December 7: Python Data Persistence Modules

rixx

2020-12-07

Strap in, this is a long one: As part of the Python Standard Library traversal, after yesterday's short post about binary data services, today we're going to look at Python data type modules. There's a lot of them: datetime, calendar, collections, heapq, bisect, array, weakref, types, copy, pprint, reprlib and enum.

Highlights

You can use shelve to store pickled objects in a persistent key-value store.
The Unix dbm library is a thing that exists and has Python standard library support.

pickle

Use the pickle module to serialize and deserialize Python objects. Only deserialize data that you trust, as it's emphatically not safe. Consider signing your data or choosing safer serialization formats.

Data stream format

The data format is Python-specific, and uses a compact binary representation. You can compress it further, if need be. Use pickletools to analyze the data generated. There are six protocol versions to be used when pickling.

Module interface

Just like with json, use dump and dumps to store data and load and loads to retrieve data. These functions use the Pickler and Unpickler classes internally, which you can also use and further modify.

What to pickle

Use pickle on basically all kinds of built-in types, plus on functions and classes defined on the top level. Additionally, instances of classes whose __dict__ representation can be pickled, can be pickled themselves.

Pickling instances

Implementing your own pickling process is not trivial, so read up on it carefully. The primary interface is the __reduce__() method. You can also use __get_state__() and __set_state__() to modify and restore state, eg. to work around parts of the object state that cannot be pickled, like file objects.

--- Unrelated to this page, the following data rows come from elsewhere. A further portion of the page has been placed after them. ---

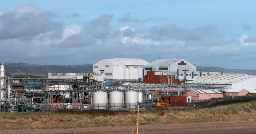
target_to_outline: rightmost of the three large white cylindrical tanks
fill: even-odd
[[[127,108],[136,108],[139,102],[139,93],[135,91],[125,92],[125,105]]]

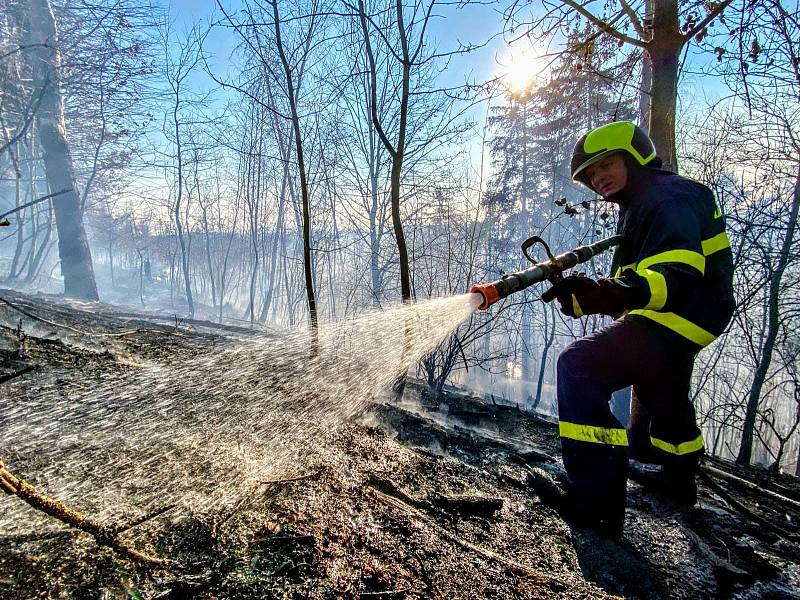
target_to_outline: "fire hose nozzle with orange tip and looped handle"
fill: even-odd
[[[557,283],[563,279],[564,271],[567,269],[572,269],[576,265],[591,260],[592,257],[597,256],[598,254],[619,246],[623,239],[624,236],[615,235],[610,238],[594,242],[593,244],[579,246],[574,250],[564,252],[558,256],[553,256],[553,254],[550,252],[550,247],[547,245],[547,242],[545,242],[539,236],[533,236],[525,240],[525,243],[522,244],[522,253],[529,261],[533,263],[532,267],[529,267],[523,271],[517,271],[516,273],[503,275],[503,277],[492,283],[476,283],[469,288],[469,292],[483,296],[483,302],[481,302],[481,305],[478,308],[480,310],[487,310],[495,302],[498,302],[499,300],[502,300],[511,294],[524,290],[525,288],[532,286],[534,283],[540,283],[542,281],[550,281],[553,284]],[[528,254],[528,249],[535,244],[541,244],[544,246],[545,252],[547,252],[547,260],[537,262],[531,258],[531,256]]]

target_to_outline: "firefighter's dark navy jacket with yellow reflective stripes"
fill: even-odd
[[[697,181],[656,169],[630,175],[610,198],[620,204],[617,232],[626,238],[614,255],[612,281],[628,315],[706,346],[734,309],[725,219]]]

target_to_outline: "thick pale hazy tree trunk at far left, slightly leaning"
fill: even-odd
[[[30,15],[34,86],[43,90],[36,125],[45,172],[51,190],[70,190],[53,202],[64,294],[81,300],[97,300],[92,254],[83,227],[72,156],[66,140],[59,79],[61,57],[49,0],[30,0]]]

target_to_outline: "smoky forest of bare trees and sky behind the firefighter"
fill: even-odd
[[[797,0],[198,4],[0,0],[0,300],[20,348],[15,307],[50,310],[41,294],[312,351],[362,317],[400,336],[398,306],[527,268],[531,236],[612,236],[618,208],[570,158],[631,120],[730,237],[734,316],[692,378],[706,453],[800,475]],[[581,269],[609,276],[611,253]],[[454,331],[403,350],[408,385],[552,419],[559,352],[610,319],[544,289],[460,321],[443,302]]]

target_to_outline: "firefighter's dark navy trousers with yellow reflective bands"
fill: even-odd
[[[694,470],[703,440],[689,398],[698,348],[644,317],[629,315],[567,346],[558,358],[559,433],[578,498],[600,512],[625,508],[628,436],[611,395],[633,386],[650,413],[652,451],[665,467]]]

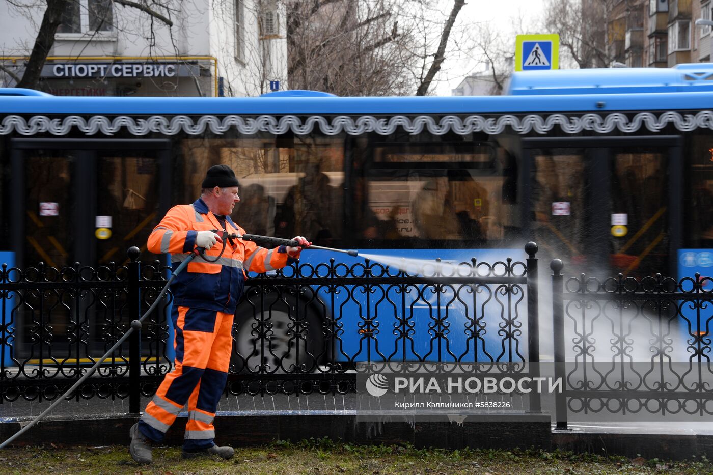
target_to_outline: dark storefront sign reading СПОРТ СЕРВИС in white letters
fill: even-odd
[[[56,63],[42,68],[43,78],[175,78],[199,76],[198,64]]]

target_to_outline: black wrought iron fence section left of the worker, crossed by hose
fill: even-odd
[[[165,285],[160,262],[140,265],[139,250],[128,265],[56,269],[43,264],[0,271],[0,402],[56,399],[80,378],[148,309]],[[120,398],[155,385],[169,370],[168,305],[119,347],[76,399]],[[138,406],[136,406],[138,410]]]

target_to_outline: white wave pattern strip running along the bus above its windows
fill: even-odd
[[[522,118],[513,115],[498,116],[497,118],[485,116],[443,116],[438,121],[432,116],[393,116],[388,120],[374,116],[336,116],[330,121],[324,116],[309,116],[304,122],[297,116],[257,116],[249,118],[242,116],[200,116],[194,120],[189,116],[150,116],[148,119],[133,118],[130,116],[91,116],[86,119],[82,116],[67,116],[65,118],[49,118],[47,116],[32,116],[26,119],[22,116],[6,116],[0,125],[0,135],[12,132],[24,136],[36,133],[51,133],[55,136],[64,136],[77,128],[88,135],[103,133],[113,135],[123,128],[135,136],[145,136],[148,133],[163,133],[176,135],[184,132],[190,135],[200,135],[207,130],[215,134],[223,134],[233,128],[246,135],[255,135],[259,132],[275,134],[292,131],[297,135],[312,133],[315,126],[319,131],[334,136],[347,133],[359,136],[363,133],[375,132],[388,136],[401,127],[411,134],[419,134],[424,128],[434,135],[443,135],[453,132],[458,135],[467,135],[473,132],[484,132],[488,135],[503,133],[510,127],[517,133],[546,133],[555,127],[565,133],[580,133],[581,131],[594,131],[596,133],[610,133],[618,130],[624,133],[634,133],[645,126],[649,131],[657,132],[672,124],[679,131],[693,131],[696,128],[713,128],[713,111],[700,111],[695,114],[681,114],[678,112],[665,112],[656,115],[651,112],[641,112],[632,118],[623,113],[610,113],[602,116],[596,113],[587,113],[582,116],[566,116],[555,113],[549,116],[528,114]]]

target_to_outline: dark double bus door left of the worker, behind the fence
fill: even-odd
[[[60,269],[79,262],[85,267],[81,275],[90,278],[91,268],[110,262],[125,265],[126,250],[132,246],[143,251],[142,260],[153,261],[155,257],[145,251],[146,240],[168,210],[168,144],[148,139],[12,141],[11,240],[17,267],[43,262]],[[53,348],[71,341],[67,332],[74,327],[72,315],[78,315],[73,299],[63,297],[62,304],[43,316],[51,320]],[[99,315],[105,311],[94,302],[79,315],[98,332],[101,325],[93,325],[94,320],[114,318]],[[31,318],[36,316],[19,315],[18,320],[18,343],[27,350],[34,340],[31,329],[36,329]],[[101,354],[98,335],[89,343],[91,352]]]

pickle supports references to objects that have not been pickled. They are referred to by a persistent ID. The docs have a code example of how to use this ID.

Restricting globals

You can modify the unpickling process to restrict itself to a named set of globals, instead of unpickling just everything. This might make things slightly more safe.

copyreg

Use copyreg.pickle to register a function as converter for a specific type. This function will be used by the copy and pickle modules.

shelve

The shelve module provides a persistent key-value store for arbitrary Python objects, using pickling.

marshal

marshal is an insecure internal Python object serialization protocol. It is not meant to be used as general persistence module, and serves mainly to read and write the pseudo-compiled .pyc files. Use pickle if you're not a Python core developer.

dbm

The dbm module provides an interface to the unix dbm database, which is apparently a thing that exists. It provides a key-value data store. There are different versions (a GNU one, of course, and also a Berkeley one and a "new" one), that are naturally incompatible. Now you know it exists and has a Python implementation. If you want to store arbitrary Python objects (aka have pickle support) in a key-value store, use the shelve module instead.

sqlite3

sqlite3 is a C library, and next to pathlib my favourite part of the standard library. You can use it with files and with in-memory storage. You will often want something like the excellent sqlite-utils in addition.

connections and cursors

The basic workflow is to create a connection and a cursor, to execute statements with the cursor and commit it on the connection. connect() can change some parameters (like the isolation level), and takes either a path-like or ":memory:" as connection string.

On a connection object, you can get a cursor(), commit() statements and close() the connection. Use interrupt() to stop running queries. With create_function(), create_aggregate() and create_collation(), you can provide user-created functionality and use it in later queries. enable_load_extensions and load_extension loads handy extensions. You can change the row_factory and text_factory attributes of a connection to change how database responses get translated to Python. total_changes tells you how many rows have been modified during this connection. Use iterdump() and backup() to systematically retrieve all data in the database.

You can also set some callback functions. set_authorizer sets a callback to be called every time a column is about to be accessed, and can allow or deny progress. set_progress_handler will trigger the callback every n instructions of the SQLite virtual machine (this is useful to execute stuff during long-running queries, even if it's just a progress bar). set_trace_callback allows you to receive a call every time a statement is executed.

On cursors, use execute() and executemany() to execute queries. Please remember to use prepared statements and pass parameters instead of string formatting. You can also use executescript() to execute multiple statements in one go. Use fetchone(), fetchmany() or fetchall() to retrieve result rows. lastrowid is really nice to keep in mind.

helpers

complete_statement() will tell you if a string contains one or multiple complete SQL statements. There's also a set of exception classes that you will want to take a look at.

The execute, executemany and executescript methods are also available on the connection objects, so you can maybe avoid dealing with cursor objects completely.

When you set connection.row_factory = sqlite3.Row, you can access result rows by name, and not only by index.

Use connection objects as context managers to trigger rollbacks on exceptions.

types

Some Python types are automatically translated, such as None to NULL, int to INTEGER, float to REAL, str to TEXT and bytes to BLOB. All classes that have a __conform__(self, protocol) method will use this method to interact with the database. Alternatively, you can also register adapters for specific types with sqlite3.register_adapter(). If you also register a converter, you can completely roundtrip your custom values. The default adapters and converters take care of dates and datetimes.